Johann Heinrich Mädler
Overview

Mädler was never officially a full employee of the Observatory but he was effectively used by Encke in such a capacity. He had previously made a considerable number of observations at the private Observatory owned by the Berlin banker, Wilhelm Beer.
By 1830-32 Beer and Mädler had produced the first reasonably good charts of Mars. They had adopted the feature with the current name of Sinus Meridiani as their zero of longitude - today the zero is fixed as the center of a crater called Airy in the Sinus Meridiani ( the craters of Beer and Mädler also lie close to the meridian ). They were the first to report a dark band around the periphery of a shrinking polar cap and also recorded seeing streaks, which could have been the same streaks designated later as 'canali' by Schiaparelli (and misinterpreted as 'canals' by a few other people).

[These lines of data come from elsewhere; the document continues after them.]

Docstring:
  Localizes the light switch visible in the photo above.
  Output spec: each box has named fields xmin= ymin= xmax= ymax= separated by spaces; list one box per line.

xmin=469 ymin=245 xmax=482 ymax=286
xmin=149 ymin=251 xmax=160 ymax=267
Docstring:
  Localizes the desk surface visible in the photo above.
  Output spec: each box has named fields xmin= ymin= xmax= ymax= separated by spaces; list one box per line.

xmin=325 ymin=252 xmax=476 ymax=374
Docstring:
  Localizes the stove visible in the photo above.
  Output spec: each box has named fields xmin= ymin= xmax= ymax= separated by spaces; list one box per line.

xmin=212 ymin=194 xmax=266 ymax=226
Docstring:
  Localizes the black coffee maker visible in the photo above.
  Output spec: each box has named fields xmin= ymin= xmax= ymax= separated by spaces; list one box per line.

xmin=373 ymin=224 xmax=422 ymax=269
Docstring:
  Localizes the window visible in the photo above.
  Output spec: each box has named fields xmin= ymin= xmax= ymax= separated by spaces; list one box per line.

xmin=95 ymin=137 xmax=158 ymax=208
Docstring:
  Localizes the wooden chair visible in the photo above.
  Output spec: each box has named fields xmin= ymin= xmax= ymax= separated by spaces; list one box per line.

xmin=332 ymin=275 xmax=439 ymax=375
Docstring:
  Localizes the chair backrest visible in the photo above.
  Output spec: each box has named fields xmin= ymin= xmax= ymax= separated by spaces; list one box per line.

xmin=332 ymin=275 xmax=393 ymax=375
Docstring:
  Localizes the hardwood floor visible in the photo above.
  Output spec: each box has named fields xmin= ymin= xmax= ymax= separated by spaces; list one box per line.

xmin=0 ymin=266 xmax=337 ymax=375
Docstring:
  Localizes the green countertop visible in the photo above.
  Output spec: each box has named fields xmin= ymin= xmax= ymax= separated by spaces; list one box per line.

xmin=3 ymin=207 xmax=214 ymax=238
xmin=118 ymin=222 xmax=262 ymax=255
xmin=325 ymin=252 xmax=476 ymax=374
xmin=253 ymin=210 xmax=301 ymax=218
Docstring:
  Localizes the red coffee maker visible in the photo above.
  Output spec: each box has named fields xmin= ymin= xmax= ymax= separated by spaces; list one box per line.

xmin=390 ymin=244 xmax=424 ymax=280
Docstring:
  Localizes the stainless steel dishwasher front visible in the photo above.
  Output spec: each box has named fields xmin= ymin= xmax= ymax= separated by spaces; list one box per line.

The picture below shows their map of 1840.
Herschel had tried to measure the rotation period and his observations were re-worked by Beer and Mädler yielding a period of 24 hours 37 minutes 23.7 seconds, which is only one second in error ( should be 22.6 seconds ).
During 1834-6, Beer and Mädler published their Mappa Selenographica ( Der Mond nach seinen kosmischen und individuellen Verhältnissen oder allgemeine vergleichende Selenographie ), one of the best moon maps to appear until then (held by many to remain unsurpassed until 1878), and Der Mond (1837) , a classic on lunar research.
Both astronomers are mentioned briefly in Jules Verne's work 'From the Earth to the Moon'.
In 1836, Encke appointed Mädler as an observer at the Berlin Observatory, and here he continued his work on planets, and also studied double stars. In 1840 he moved to Dorpat as director of the Observatory.